E come potranno nella pratica supportare il sistema pubblico?
«In due modi. O come ha già fatto l’istituto clinico Casal
Palocco, che mercoledì aprirà come Covid hospital 3, mettendo a disposizione dodici posti letto di terapia intensiva e venti di infettivologia, oppure aiutando nello svuotamento dei plessi di altri ospedali, ospitando pazienti non affetti da coronavirus».

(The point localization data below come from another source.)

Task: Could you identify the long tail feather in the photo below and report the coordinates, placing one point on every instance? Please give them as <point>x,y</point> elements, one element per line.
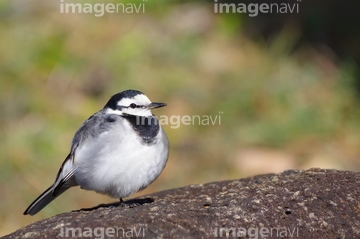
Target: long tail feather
<point>44,199</point>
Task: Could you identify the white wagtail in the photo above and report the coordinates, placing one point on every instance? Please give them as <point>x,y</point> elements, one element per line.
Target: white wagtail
<point>118,151</point>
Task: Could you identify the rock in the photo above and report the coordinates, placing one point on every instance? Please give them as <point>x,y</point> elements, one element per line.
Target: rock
<point>315,203</point>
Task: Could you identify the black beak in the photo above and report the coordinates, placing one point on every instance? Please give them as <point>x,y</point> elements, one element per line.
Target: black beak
<point>155,105</point>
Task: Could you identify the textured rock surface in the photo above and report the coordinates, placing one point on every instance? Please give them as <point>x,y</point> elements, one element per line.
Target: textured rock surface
<point>294,204</point>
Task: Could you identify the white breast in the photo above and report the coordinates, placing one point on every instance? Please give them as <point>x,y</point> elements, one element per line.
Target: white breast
<point>118,164</point>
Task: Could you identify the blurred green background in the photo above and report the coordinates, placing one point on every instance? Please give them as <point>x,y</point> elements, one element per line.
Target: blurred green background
<point>287,86</point>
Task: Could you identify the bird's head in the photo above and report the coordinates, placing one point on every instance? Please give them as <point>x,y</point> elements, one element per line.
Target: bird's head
<point>131,102</point>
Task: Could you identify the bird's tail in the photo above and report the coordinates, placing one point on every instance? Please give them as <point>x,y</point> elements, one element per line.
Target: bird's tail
<point>44,199</point>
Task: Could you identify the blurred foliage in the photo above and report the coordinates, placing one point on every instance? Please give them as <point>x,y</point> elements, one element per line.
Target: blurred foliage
<point>58,69</point>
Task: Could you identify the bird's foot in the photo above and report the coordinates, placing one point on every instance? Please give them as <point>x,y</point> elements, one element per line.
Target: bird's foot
<point>128,204</point>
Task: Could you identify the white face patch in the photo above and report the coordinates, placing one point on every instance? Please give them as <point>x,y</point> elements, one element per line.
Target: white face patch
<point>138,100</point>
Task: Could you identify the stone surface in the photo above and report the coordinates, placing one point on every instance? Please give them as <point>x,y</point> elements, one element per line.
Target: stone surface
<point>315,203</point>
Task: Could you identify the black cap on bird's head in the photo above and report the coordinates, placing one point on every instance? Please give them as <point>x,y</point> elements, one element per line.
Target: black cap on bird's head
<point>132,102</point>
<point>113,102</point>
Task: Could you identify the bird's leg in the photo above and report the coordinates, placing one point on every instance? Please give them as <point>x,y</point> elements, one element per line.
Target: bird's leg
<point>128,204</point>
<point>122,203</point>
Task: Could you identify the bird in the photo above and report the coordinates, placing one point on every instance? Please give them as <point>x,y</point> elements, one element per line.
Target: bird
<point>118,151</point>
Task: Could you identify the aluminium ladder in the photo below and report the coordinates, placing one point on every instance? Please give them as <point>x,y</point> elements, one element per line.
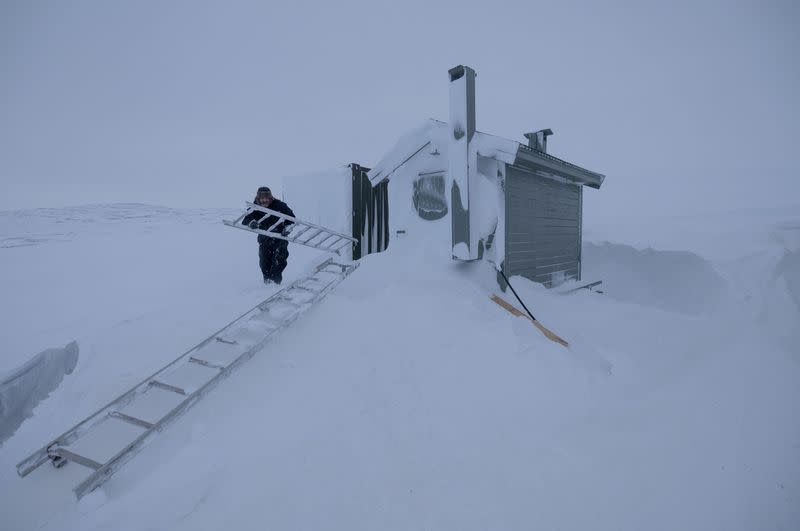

❞ Abbiamo fatto una riunione con le associazioni della sanità privata e chiesto anche a loro un grande sforzo. Tutti si sono detti disponibili
Il sindaco di Milano, Giuseppe Sala, ha affermato che se l’epidemia arrivasse nel capoluogo lombardo, il sistema sanitario sarebbe in seria difficoltà. Vale anche per Roma?
«Ormai anche Roma ha fat
to registrare diversi casi in città. Purtroppo non ci sono barriere che possano fermare il virus. Noi la stiamo difendendo nel miglior modo possibile. Abbiamo messo in piedi in tempi da record mille posti letto solo nella Capitale, dedicati all’emergenza coronavirus. E un totale di mille cinquecento in tutta la regione».
Quando sono iniziati i contagi nel Lazio, si parlava di casi con link epidemiologici legati con le zone focolaio del nord Italia: Lombardia, Veneto o Emilia Romagna. Oggi è ancora così?
«È evidente che con un numero di casi più elevato, diventa più complesso stabilire un nesso diretto. Ma noi continuiamo a fare le indagini. Le province di Latina e Frosinone, le più colpite e con un chiaro collegamento con il Nord, restano le più attenzionate».
C’è qualche incognita che ad oggi può costituire una “bomba a orologeria” per il sistema Lazio?
«Sì, un’incognita c’è. Ed è costituta da tutte quelle persone che la sera prima dell’ordinanza del governo hanno preso d’assalto stazioni e treni per tornare a casa da Milano e da altre città della zona di sicurezza. Quelle che si sono “denunciate” nei giorni successivi contattando le nostre Asl sono oltre 6mila. È scontato, qualche caso uscirà».